761 P.2d 722, 1988 Alas. LEXIS 137, 1988 WL 100099
CourtAlaska Supreme Court
DecidedSeptember 30, 1988
DocketS-2261
StatusPublished
Cited by23 cases

This text of 761 P.2d 722 (Ogle v. Craig Taylor Equipment Co.) is published on Counsel Stack Legal Research, covering Alaska Supreme Court primary law. Counsel Stack provides free access to over 12 million legal documents including statutes, case law, regulations, and constitutions.

Bluebook
Ogle v. Craig Taylor Equipment Co., 761 P.2d 722, 1988 Alas. LEXIS 137, 1988 WL 100099 (Ala. 1988).

Opinion

OPINION

Before MATTHEWS, C.J., and RABINOWITZ, BURKE, COMPTON and MOORE, JJ.

BURKE, Justice.

This petition presents three issues. The first is whether the rule of modified joint and several liability included in the Tort Reform Act of 1986, AS 09.17.080(d), impliedly repeals the rule of pro rata contribution found in the Alaska Contribution Among Tortfeasors Act, AS 09.16.020(1). The second is whether the Tort Reform Act applies when the plaintiff was injured before its effective date, but the contribution claim was perfected thereafter. The final issue concerns the elements of a contribution claim.
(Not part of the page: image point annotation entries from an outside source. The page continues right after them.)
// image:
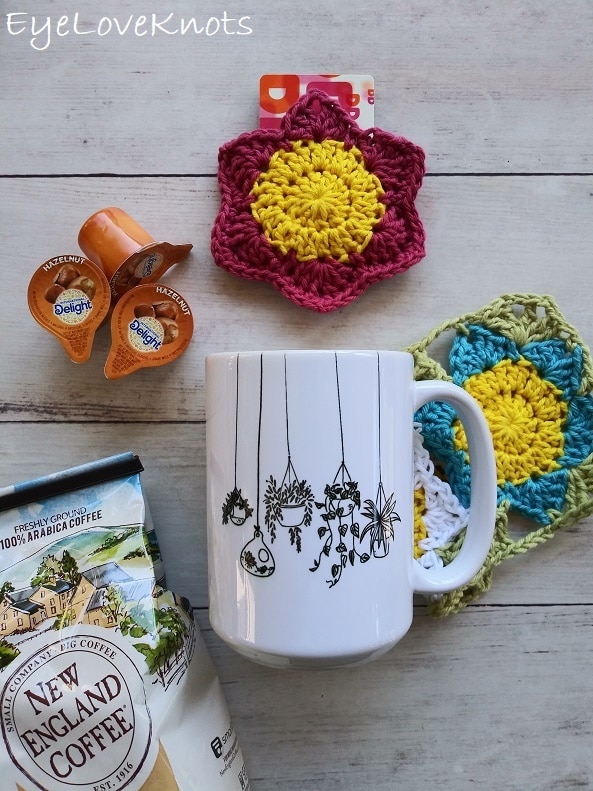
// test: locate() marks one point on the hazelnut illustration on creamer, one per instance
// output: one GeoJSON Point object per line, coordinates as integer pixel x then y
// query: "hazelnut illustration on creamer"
{"type": "Point", "coordinates": [69, 296]}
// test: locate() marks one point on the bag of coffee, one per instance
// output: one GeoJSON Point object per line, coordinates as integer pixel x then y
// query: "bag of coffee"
{"type": "Point", "coordinates": [105, 679]}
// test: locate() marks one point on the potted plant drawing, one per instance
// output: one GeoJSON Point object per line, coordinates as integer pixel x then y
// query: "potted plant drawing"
{"type": "Point", "coordinates": [256, 557]}
{"type": "Point", "coordinates": [341, 498]}
{"type": "Point", "coordinates": [382, 517]}
{"type": "Point", "coordinates": [236, 508]}
{"type": "Point", "coordinates": [289, 505]}
{"type": "Point", "coordinates": [340, 532]}
{"type": "Point", "coordinates": [380, 512]}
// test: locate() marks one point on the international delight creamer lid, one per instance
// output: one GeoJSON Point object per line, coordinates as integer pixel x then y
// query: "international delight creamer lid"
{"type": "Point", "coordinates": [151, 325]}
{"type": "Point", "coordinates": [69, 296]}
{"type": "Point", "coordinates": [125, 251]}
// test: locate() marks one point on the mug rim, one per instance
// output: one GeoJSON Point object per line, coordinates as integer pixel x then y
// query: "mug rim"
{"type": "Point", "coordinates": [304, 352]}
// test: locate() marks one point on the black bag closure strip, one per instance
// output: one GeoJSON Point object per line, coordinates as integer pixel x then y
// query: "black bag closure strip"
{"type": "Point", "coordinates": [120, 466]}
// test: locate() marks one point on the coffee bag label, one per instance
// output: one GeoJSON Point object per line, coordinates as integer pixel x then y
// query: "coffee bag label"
{"type": "Point", "coordinates": [74, 715]}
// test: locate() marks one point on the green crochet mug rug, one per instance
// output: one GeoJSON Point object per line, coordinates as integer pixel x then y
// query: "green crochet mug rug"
{"type": "Point", "coordinates": [532, 375]}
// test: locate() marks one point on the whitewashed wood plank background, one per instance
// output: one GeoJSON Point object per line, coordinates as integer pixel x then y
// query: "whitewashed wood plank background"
{"type": "Point", "coordinates": [501, 98]}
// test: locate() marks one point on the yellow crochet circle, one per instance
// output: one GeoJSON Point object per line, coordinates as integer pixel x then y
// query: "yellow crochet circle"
{"type": "Point", "coordinates": [420, 531]}
{"type": "Point", "coordinates": [318, 200]}
{"type": "Point", "coordinates": [526, 415]}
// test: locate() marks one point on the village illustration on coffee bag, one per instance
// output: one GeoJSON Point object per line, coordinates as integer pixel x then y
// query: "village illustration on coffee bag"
{"type": "Point", "coordinates": [351, 530]}
{"type": "Point", "coordinates": [102, 577]}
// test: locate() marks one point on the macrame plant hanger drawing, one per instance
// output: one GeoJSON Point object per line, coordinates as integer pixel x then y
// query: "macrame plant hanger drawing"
{"type": "Point", "coordinates": [256, 557]}
{"type": "Point", "coordinates": [290, 504]}
{"type": "Point", "coordinates": [380, 512]}
{"type": "Point", "coordinates": [235, 508]}
{"type": "Point", "coordinates": [342, 498]}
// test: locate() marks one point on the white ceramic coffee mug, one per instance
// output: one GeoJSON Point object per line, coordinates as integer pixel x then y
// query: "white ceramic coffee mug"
{"type": "Point", "coordinates": [310, 502]}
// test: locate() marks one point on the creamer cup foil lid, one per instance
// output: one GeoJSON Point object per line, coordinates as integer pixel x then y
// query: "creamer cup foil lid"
{"type": "Point", "coordinates": [69, 296]}
{"type": "Point", "coordinates": [151, 325]}
{"type": "Point", "coordinates": [125, 251]}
We decline to address the first issue; we hold that the Tort Reform Act does not apply to the instant case, because the plaintiff was injured before its effective date.

I

The essential facts are not disputed. Gary Ogle was seriously injured when a hydraulic crane “two-blocked,” causing a ball weighing 175 pounds to fall on his *724 head. 1 Ogle’s employer purchased the crane from the Craig Taylor Equipment Company. It was manufactured by the FMC Corporation. Ogle sued FMC and Craig Taylor, alleging that they were strictly liable for manufacturing and distributing an unreasonably dangerous product. 2

FMC and Ogle settled. FMC paid Ogle one million dollars and assigned to Ogle its claim for contribution against Craig Taylor. In return, Ogle released FMC and Craig Taylor from all other liability claims.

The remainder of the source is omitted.